Multiple lines of evidence implicate striatal dysfunction in the pathogenesis of dystonia, including in DYT1, a common inherited form of the disease. The impact of striatal dysfunction on connected motor circuits and their interaction with other brain regions is poorly understood. Conditional knock-out (cKO) of the DYT1 protein torsinA from forebrain cholinergic and GABAergic neurons creates a symptomatic model that recapitulates many characteristics of DYT1 dystonia, including the developmental onset of overt twisting movements that are responsive to antimuscarinic drugs. We performed diffusion MRI and resting-state functional MRI on cKO mice of either sex to define abnormalities of diffusivity and functional connectivity in cortical, subcortical, and cerebellar networks. The striatum was the only region to exhibit an abnormality of diffusivity, indicating a selective microstructural deficit in cKO mice.
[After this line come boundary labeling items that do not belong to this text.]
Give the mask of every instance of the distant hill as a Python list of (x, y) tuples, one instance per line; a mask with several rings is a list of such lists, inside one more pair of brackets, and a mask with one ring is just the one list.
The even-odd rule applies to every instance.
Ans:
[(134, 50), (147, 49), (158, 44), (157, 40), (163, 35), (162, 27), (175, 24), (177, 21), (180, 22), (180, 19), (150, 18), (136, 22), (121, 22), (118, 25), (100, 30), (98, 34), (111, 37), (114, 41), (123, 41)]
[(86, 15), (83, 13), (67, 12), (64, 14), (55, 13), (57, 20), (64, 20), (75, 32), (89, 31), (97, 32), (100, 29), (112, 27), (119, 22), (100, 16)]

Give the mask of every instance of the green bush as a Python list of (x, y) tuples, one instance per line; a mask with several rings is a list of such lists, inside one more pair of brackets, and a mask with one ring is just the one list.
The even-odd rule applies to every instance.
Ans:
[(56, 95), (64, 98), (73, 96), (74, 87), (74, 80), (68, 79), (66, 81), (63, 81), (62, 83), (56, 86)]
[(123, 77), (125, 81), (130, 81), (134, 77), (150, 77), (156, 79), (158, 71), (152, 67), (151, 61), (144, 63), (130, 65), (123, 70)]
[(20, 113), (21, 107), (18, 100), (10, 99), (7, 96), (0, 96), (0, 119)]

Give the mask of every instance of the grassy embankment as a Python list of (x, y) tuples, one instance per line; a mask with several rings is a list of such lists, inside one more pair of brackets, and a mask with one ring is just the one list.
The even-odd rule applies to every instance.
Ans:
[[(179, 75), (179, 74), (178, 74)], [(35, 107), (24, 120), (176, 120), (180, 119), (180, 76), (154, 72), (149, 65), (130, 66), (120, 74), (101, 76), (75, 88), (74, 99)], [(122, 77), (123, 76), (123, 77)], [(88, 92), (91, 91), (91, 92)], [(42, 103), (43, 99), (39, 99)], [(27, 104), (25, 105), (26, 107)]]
The striatum of cKO mice exhibited widespread increases in functional connectivity with somatosensory cortex, thalamus, vermis, cerebellar cortex and nuclei, and brainstem. The current study provides the first in vivo support that direct pathological insult to forebrain torsinA in a symptomatic mouse model of DYT1 dystonia can engage genetically normal hindbrain regions into an aberrant connectivity network. These findings have important implications for the assignment of a causative region in CNS disease.